Kapal Kontainer Verizon Terbakar Saat Sandar di Tanjung Perak

GeNews.co.id – Kebakaran terjadi di kapal kontainer Verizon yang tengah bersandar di Dermaga Berlian Timur, Pelabuhan Tanjung Perak, Surabaya, pada Senin (29/12/2025) dini hari. Insiden yang berlangsung sekitar pukul 05.00 WIB itu sempat menimbulkan kepanikan di area pelabuhan karena asap hitam tebal terlihat membumbung dari dalam kapal.

Dinas Pemadam Kebakaran dan Penyelamatan (DPKP) Surabaya mengonfirmasi bahwa laporan kejadian masuk tepat pada pukul 05.00 WIB. Kapal yang memiliki panjang 145 meter tersebut diketahui mengeluarkan kepulan asap tebal dan pekat dari bagian bawah dek, sehingga para petugas pemadam langsung dikerahkan menuju titik kebakaran untuk melakukan penanganan awal.

Titik Api Berasal dari area tangki Bahan Bakar

Operasi pemadaman berlangsung intensif selama hampir lima jam. Titik api utama akhirnya dapat ditangani pada pukul 09.05 WIB, lalu dilanjutkan dengan proses pendinginan untuk mencegah penyalaan ulang. Tahap tersebut selesai sekitar pukul 09.58 WIB. Sebanyak 22 anak buah kapal (ABK) dipastikan selamat, tanpa ada laporan korban luka maupun korban jiwa.

Temuan pemeriksaan awal mengarah pada area tangki bahan bakar yang berada di dekat ruang permesinan sebagai titik awal munculnya api. Petugas mengungkap bahwa lokasi kebakaran berada di rongga dalam kapal dengan kedalaman sekitar 6–7 meter, kondisi yang menyulitkan akses dan memperlambat proses pemadaman karena terbatasnya sirkulasi udara serta tingginya akumulasi asap.

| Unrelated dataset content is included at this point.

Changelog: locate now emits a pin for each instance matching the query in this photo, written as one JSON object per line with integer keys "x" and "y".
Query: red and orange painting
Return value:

Api sempat menjalar ke sejumlah ruang penyimpanan di dalam kapal. Area penyimpanan cat, gudang tabung gas COâ‚‚, serta ruang penyimpanan logistik lainnya turut terdampak. Meski demikian, tim pemadam berhasil melokalisasi api dan mencegahnya menyebar ke seluruh struktur kapal.

Ada 9 Ton bahan bakar Minyak

Sebelum kebakaran, kapal dilaporkan membawa sekitar sembilan ton bahan bakar minyak, ditambah dua ton cadangan BBM hitam. Setelah api padam, volume bahan bakar tersisa diperkirakan tinggal 40 persen dari total muatan awal. Sementara itu, area yang hangus diperkirakan sekitar 20 meter persegi dari total luas struktur kapal yang jauh lebih besar.

Kapolsek Pabean Cantikan, Kompol Eko Adi Wibowo, menyampaikan dugaan sementara penyebab kejadian mengarah pada korsleting arus listrik di sistem permesinan. Untuk memastikan pemicu pasti, polisi masih melakukan penyelidikan lanjutan melalui tim identifikasi forensik (Inafis) dan Satres Pelabuhan Tanjung Perak, termasuk pemeriksaan saksi di sekitar dermaga.

Proses Pemadaman Terkendali dan Tidak Mengganggu Arus lalu Lintas

Proses pemadaman dipastikan tidak mengganggu arus lalu lintas kapal di pelabuhan. Aktivitas bongkar muat maupun sandar kapal lain tetap berlangsung seperti biasa, dengan pengaturan dari pihak Pelindo dan Pelindo Regional 3 agar area kejadian tetap steril selama proses penanganan.

Terminal Petikemas Berlian (TPK Berlian) kembali membuka layanan operasional pada pukul 09.20 WIB, setelah situasi dinyatakan terkendali. Saat ini, kapal Verizon telah dinyatakan aman, namun masih berada dalam pengawasan otoritas pelabuhan dan aparat terkait.


Penyelidikan menyeluruh masih berjalan untuk mengungkap penyebab final sekaligus mengevaluasi standar keselamatan kapal dan prosedur darurat di lingkungan pelabuhan. Tragedi ini menjadi pengingat pentingnya mitigasi risiko kelistrikan dan pengawasan sistem mesin pada kapal bersandar.